I can think of nothing else.”
”But why?”
”Because I am shut up here alone so much, a prisoner.”
”Yes, but it's only until it's safe for you to go away. You must see that you ought to be patient. There, I'll bring you up books to read, to amuse you.”
”I can't read them. They wouldn't amuse me with my mind in this state.”
”Well; then, have a look at some of my things,” cried Waller, pulling out the drawer of a big press. ”These are all traps and springs with which I catch birds and animals in the forest. Bunny Wrigg taught me how to make them and how to use them. I wish you knew him. He's a capital fellow, and knows the forest ten times better than I do.”
”Oh, I don't want to know the forest--nor, your friend,” said the lad wearily. ”I want to be free to come and go--as free as the birds and those little animals, the squirrels, that I see out of the window.”
”Yes, of course you do, and so you shall be soon,” cried Waller. ”But you haven't quite recovered yet from that feverishness and all you went through. I say, have a look in this drawer.”
Waller thrust the open one in and pulled out another. ”Look here, these are my old nets with which we drag the hammer pond, and catch the carp and tench; great golden fellows they are, some of them; but the worst of it is the pond's so deep that the fish dive under the net and escape.”
”And those which do not,” said the lad sadly, ”you take in that net and make prisoners of them. Poor things! And what good are they to you when you have caught them?”
”Good? Good to eat! I say, what a fellow you are to talk of the fish one catches as prisoners! Carp and tench are not human beings.”
”No, they are not human beings,” said the lad, smiling sadly; ”but they are prisoners, the same as I am.”
”Oh, I say, what stuff! To call yourself a prisoner, when you are only a visitor here, and could come and go just as you like--at least, not quite, for it wouldn't be safe; but it will be soon.”
”What's that coil of new rope for?”
”That?” cried Waller. ”Oh, that's a new rope for my drag-net. The old one was quite worn out. You shall help me to fit this on if you like.”
”Thank you. I'll help you if you wish.”
”Well, I do wish, when you get well; but I don't care to see you in the dumps like this. Of course I know what it is: it's being shut up in this room for so long. A few good walks in the forest would make you as right as could be.”
”Yes,” said the lad wearily. ”I feel as if I should like to be out again, for I often think when I am shut up here that it's like being a bird in a cage.”
”Ah, you won't feel that long,” said Waller.
It was the very next day when, after taking his new friend a selection of what he considered interesting books, Waller announced that he should not come upstairs again till the evening, for he had several things to do, and among others to write a letter to his father in London, and then take it to the village post-office for despatch.
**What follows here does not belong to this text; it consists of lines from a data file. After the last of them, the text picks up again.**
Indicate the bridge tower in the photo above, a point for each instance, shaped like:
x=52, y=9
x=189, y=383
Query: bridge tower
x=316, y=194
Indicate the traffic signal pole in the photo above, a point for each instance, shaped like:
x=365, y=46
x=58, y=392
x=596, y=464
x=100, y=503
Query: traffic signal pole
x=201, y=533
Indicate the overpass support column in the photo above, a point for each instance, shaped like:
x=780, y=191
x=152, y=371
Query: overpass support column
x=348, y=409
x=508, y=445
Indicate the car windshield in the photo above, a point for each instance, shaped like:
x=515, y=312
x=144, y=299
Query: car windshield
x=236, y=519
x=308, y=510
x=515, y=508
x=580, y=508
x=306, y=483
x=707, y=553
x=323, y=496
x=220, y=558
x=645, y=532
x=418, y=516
”I don't think that either of the maids is likely to come up,” said Waller, at parting; ”but if they should try the door, all you have got to do is to keep quite still. Of course, you will lock yourself in as soon as I am gone. Shall I bring you anything else to eat before I go?”
”No,” said the lad, with a weary look of disgust. ”You bring me too much as it is; more than I care to have. Don't bring me any more till I ask.”
”I shall,” said Waller, with a laugh. ”I am not going to have you starve yourself to death up in my room. There, jump up and come and shut the door, and then have a good long read. I'll get back to you as soon as I can, and then we will have a good game at draughts or chess.
But I mustn't be up here too much, or it will make the girls suspicious.